What is the fastest rate that $a_n$ can increase while still making $b_n \rightarrow 0$?

Question

Suppose we have $b_n = \frac{2 a_n}{2n + 3}$, where $a_n$ is a number depending on n. Then what is the fastest rate that $a_n$ can increase while still making $b_n \rightarrow 0$? My only thought is that we can apply L'Hospital's Rule such that $\lim_{n \rightarrow \infty} \frac{a'_n}{2} = 0$, i.e. $a_n$ increases less than linear. But I'm not sure what is the fastest rate it can increase.

Answer 1

This is the set of all sequences $a_n$, where for any $c>0$, you can find some $n_0$ such that for all $n\ge n_0$, $|a_n| <cn \text{ or } |a_n| < c(2n+3)$ here. This is a special definition of a set of functions/sequnces that is so much used (together with other notations) in analysis of algorithms' runtimes, that it is named $o(n)$ (Little o).
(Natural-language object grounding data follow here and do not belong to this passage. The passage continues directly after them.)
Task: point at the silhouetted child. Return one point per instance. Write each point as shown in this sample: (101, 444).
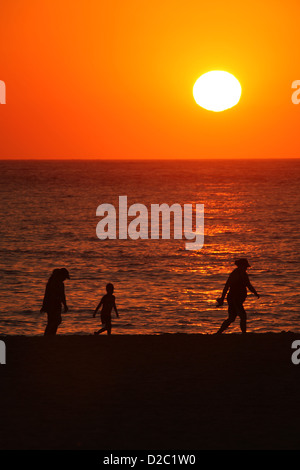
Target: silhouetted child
(108, 303)
(237, 284)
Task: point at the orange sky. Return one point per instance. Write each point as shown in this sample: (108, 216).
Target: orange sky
(99, 79)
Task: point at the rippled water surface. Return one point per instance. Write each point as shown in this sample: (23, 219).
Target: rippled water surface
(48, 220)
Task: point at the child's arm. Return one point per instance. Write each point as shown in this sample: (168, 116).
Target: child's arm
(115, 307)
(97, 308)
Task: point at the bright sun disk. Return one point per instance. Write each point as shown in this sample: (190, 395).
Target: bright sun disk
(217, 91)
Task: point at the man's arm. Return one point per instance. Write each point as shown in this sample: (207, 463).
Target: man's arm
(251, 288)
(115, 307)
(225, 290)
(97, 308)
(63, 299)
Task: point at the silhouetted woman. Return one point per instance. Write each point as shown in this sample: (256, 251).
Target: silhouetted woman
(237, 284)
(54, 298)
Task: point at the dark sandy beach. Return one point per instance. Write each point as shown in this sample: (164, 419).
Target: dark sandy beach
(150, 392)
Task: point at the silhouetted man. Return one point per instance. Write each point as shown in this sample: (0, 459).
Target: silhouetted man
(54, 298)
(237, 284)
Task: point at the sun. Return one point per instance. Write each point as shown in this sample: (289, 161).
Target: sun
(217, 90)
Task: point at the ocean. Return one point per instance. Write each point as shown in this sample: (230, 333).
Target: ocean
(48, 220)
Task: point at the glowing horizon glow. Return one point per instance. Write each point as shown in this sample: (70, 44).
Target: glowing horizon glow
(217, 91)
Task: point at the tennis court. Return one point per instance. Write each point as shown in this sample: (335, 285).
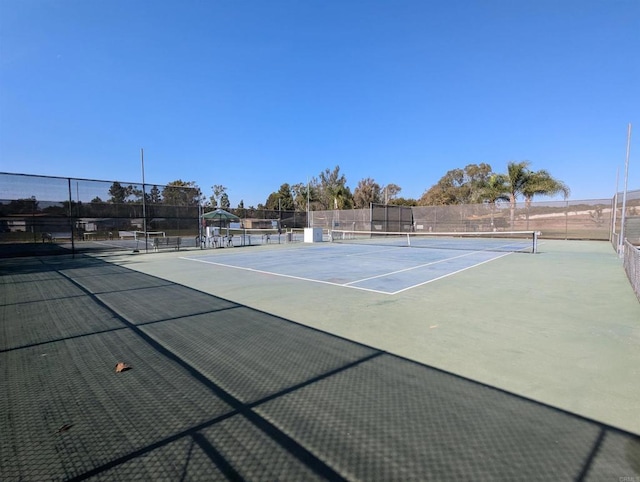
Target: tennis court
(242, 368)
(373, 267)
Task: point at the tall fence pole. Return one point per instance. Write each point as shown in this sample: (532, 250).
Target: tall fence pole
(624, 194)
(144, 205)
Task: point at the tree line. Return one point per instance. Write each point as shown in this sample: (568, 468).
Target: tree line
(475, 183)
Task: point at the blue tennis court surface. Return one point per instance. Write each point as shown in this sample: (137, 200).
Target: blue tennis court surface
(388, 270)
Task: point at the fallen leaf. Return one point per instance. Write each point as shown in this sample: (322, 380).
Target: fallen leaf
(65, 427)
(122, 367)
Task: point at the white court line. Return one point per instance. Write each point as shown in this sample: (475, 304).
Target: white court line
(283, 275)
(351, 283)
(413, 267)
(449, 274)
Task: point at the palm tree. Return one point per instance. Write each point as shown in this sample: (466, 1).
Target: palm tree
(541, 183)
(494, 189)
(523, 181)
(517, 177)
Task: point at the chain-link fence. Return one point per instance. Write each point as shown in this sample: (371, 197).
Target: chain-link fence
(586, 219)
(81, 214)
(60, 215)
(632, 266)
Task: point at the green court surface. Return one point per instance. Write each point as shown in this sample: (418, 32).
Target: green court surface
(525, 366)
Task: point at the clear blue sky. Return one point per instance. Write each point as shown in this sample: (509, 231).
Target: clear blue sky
(252, 94)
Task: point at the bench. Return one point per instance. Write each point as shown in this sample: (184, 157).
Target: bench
(168, 242)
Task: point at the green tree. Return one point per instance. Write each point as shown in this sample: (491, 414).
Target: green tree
(181, 193)
(389, 193)
(522, 181)
(218, 191)
(495, 189)
(119, 193)
(333, 190)
(367, 192)
(458, 186)
(224, 201)
(155, 196)
(303, 194)
(543, 184)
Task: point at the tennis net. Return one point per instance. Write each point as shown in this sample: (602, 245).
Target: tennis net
(139, 235)
(504, 241)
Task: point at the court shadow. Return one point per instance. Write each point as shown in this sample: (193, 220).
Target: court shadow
(220, 391)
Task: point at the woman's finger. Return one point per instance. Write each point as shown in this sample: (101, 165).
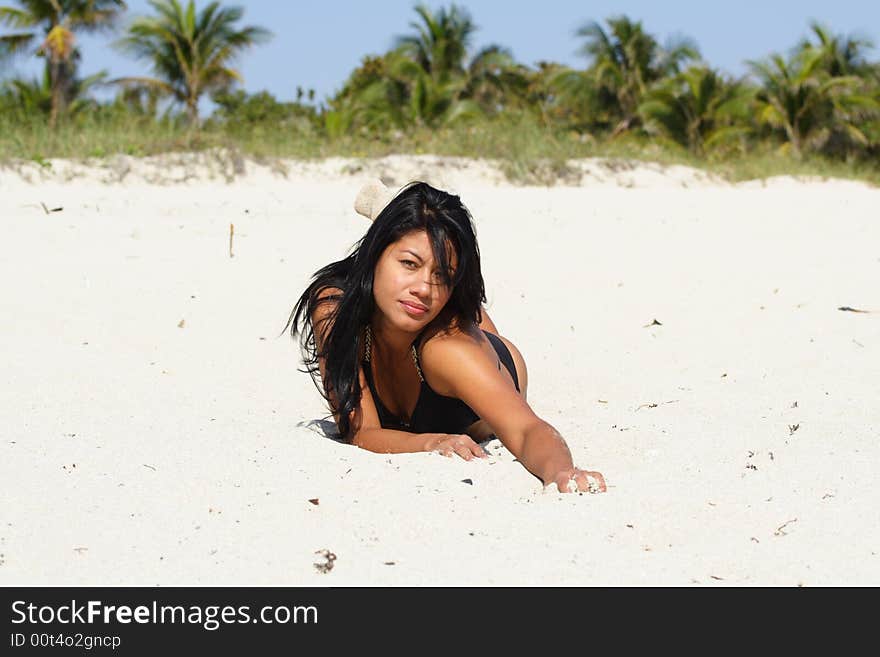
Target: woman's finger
(590, 481)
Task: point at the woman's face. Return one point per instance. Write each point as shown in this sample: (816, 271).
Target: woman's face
(407, 284)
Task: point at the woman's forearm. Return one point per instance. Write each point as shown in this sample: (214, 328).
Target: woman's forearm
(544, 452)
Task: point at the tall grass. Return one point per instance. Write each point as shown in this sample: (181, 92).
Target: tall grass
(525, 151)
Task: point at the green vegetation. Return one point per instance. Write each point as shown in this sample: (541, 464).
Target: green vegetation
(815, 111)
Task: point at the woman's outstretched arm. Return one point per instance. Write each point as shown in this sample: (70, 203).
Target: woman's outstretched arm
(458, 366)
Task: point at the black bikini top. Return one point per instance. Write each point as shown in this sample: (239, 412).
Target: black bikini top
(436, 413)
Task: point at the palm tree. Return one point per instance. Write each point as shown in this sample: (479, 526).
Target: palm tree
(624, 63)
(60, 20)
(697, 109)
(427, 79)
(190, 52)
(35, 97)
(807, 105)
(840, 55)
(442, 42)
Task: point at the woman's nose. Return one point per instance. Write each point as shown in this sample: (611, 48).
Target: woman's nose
(421, 284)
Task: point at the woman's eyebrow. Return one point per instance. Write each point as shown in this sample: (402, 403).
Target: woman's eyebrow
(413, 253)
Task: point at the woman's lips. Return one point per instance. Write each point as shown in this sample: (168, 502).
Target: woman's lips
(413, 310)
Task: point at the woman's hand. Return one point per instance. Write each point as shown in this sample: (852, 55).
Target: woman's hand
(574, 480)
(455, 443)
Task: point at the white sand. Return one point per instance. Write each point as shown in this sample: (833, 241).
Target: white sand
(136, 452)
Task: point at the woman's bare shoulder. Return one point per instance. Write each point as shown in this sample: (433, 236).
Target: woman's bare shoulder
(442, 352)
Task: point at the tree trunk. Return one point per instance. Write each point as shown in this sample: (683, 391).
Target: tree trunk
(59, 81)
(192, 110)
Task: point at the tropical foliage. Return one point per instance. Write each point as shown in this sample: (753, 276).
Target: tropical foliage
(433, 89)
(53, 25)
(190, 52)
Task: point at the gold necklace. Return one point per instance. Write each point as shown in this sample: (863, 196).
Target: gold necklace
(368, 350)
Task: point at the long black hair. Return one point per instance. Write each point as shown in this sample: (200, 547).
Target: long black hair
(418, 206)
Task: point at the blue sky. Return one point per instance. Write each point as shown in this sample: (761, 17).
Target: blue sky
(317, 44)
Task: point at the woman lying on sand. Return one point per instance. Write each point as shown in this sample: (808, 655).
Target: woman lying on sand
(408, 359)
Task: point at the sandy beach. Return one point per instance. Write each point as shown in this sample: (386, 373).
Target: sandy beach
(684, 334)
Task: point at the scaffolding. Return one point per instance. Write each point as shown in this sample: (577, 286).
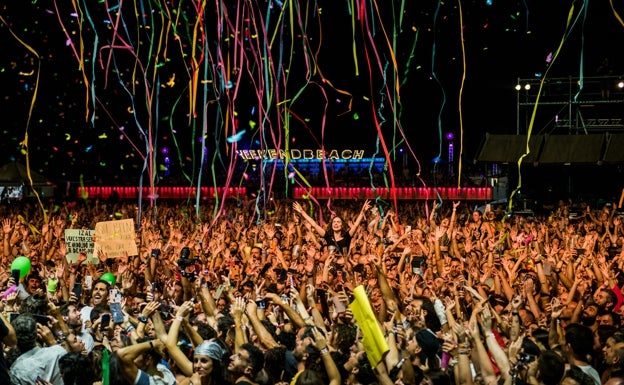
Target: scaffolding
(571, 105)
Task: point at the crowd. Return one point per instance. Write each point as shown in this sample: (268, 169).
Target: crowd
(236, 295)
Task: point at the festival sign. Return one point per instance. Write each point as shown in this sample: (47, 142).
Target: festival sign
(79, 241)
(115, 238)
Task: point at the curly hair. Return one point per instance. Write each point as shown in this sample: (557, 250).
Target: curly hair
(26, 330)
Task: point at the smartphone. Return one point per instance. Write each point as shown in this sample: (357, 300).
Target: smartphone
(117, 312)
(15, 274)
(339, 306)
(77, 290)
(88, 282)
(41, 319)
(219, 292)
(105, 321)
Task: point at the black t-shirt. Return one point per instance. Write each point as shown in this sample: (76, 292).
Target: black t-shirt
(340, 245)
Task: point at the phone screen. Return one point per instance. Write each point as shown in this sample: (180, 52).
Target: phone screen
(77, 290)
(15, 274)
(118, 316)
(105, 321)
(339, 306)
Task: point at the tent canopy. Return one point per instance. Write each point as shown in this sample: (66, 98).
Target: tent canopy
(553, 149)
(16, 174)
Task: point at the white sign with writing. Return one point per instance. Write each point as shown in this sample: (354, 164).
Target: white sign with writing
(79, 241)
(116, 238)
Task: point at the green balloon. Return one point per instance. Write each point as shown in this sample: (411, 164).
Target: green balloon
(22, 264)
(108, 277)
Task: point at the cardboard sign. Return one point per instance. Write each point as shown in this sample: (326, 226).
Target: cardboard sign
(115, 238)
(78, 241)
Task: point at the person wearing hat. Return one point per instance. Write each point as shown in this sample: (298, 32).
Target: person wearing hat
(206, 367)
(99, 295)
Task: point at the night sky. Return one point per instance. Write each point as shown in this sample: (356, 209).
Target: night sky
(118, 79)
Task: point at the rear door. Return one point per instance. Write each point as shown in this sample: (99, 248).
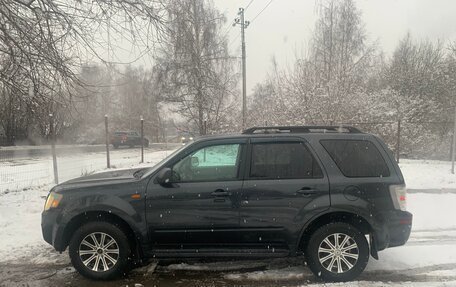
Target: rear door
(284, 186)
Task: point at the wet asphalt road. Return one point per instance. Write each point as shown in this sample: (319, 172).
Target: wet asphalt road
(63, 275)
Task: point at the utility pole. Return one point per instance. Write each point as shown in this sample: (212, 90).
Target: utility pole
(453, 148)
(244, 25)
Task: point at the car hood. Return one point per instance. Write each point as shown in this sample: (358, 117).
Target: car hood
(102, 178)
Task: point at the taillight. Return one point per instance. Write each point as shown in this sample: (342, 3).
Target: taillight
(399, 196)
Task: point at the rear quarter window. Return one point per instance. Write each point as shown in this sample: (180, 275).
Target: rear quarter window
(357, 158)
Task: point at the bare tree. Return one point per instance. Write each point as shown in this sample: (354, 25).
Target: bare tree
(196, 69)
(44, 42)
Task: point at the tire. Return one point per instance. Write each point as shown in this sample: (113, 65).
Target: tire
(332, 264)
(116, 262)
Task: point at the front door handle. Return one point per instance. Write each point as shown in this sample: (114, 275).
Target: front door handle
(220, 192)
(307, 191)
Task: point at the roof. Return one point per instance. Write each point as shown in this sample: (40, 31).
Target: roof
(279, 131)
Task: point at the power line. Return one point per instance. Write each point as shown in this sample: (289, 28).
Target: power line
(257, 15)
(245, 9)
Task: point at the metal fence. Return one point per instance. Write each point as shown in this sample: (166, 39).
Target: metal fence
(24, 167)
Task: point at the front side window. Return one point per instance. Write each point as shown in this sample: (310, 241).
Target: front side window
(282, 161)
(212, 163)
(357, 158)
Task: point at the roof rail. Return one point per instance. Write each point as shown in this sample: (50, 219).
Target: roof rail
(302, 129)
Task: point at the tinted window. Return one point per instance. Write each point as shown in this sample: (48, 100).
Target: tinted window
(356, 158)
(283, 160)
(212, 163)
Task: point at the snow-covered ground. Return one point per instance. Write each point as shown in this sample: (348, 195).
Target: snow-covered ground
(429, 254)
(24, 173)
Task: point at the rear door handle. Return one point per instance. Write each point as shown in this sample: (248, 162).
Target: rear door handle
(306, 191)
(220, 192)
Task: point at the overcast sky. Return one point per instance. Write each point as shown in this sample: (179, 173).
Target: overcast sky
(286, 25)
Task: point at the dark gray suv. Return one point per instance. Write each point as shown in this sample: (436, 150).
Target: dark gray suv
(333, 194)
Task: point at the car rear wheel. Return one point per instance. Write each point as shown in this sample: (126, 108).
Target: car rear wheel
(100, 251)
(337, 252)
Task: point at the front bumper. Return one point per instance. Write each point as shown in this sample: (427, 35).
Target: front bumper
(395, 230)
(52, 231)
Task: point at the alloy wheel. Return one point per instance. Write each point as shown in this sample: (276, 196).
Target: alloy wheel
(99, 252)
(338, 253)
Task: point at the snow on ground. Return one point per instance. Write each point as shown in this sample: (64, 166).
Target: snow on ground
(428, 174)
(20, 173)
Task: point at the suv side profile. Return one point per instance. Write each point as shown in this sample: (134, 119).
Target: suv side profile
(333, 194)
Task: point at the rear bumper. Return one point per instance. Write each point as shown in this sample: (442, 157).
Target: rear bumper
(396, 229)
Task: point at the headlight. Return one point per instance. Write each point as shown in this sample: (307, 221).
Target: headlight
(53, 200)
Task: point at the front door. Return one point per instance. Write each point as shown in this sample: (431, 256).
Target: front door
(284, 184)
(200, 208)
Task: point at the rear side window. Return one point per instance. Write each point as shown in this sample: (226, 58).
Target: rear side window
(283, 160)
(357, 158)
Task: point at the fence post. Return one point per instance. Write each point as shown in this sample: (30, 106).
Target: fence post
(398, 141)
(454, 142)
(142, 139)
(108, 162)
(54, 155)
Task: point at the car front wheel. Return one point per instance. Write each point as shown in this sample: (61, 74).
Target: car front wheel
(337, 252)
(100, 251)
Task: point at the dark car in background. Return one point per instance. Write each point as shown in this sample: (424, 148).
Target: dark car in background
(333, 194)
(127, 138)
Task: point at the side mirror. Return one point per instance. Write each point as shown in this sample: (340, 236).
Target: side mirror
(194, 161)
(164, 176)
There are many sequences in this set like $\log n,\, \log^2 n, \,\sqrt{n}, \,n^\epsilon : \epsilon < 1, \,n^\epsilon\log^kn : \epsilon < 1, k\in\mathbb{N}$ etc., but $\sup(o(n))$ does not exist, because for any such fastest $a_n$ where $\frac{2 a_n}{2n + 3} \to 0$, we can find some $a'_n$ where $\frac{a_n}{a'_n} \to 0$ and $\frac{2 a'_n}{2n + 3} \to 0$

Answer 2

$a_n$ has to be $o(n)$ – if it is $\Theta(n)$ the limit will be some nonzero number. But $a_n=n^x$ is $o(n)$ for any $x<1$; we can have an infinite increasing sequence of such $x$, and those generate an infinite sequence of ever faster $a_n$ that all induce $\lim b_n=0$. There is thus no fastest growth rate that $a_n$ can have.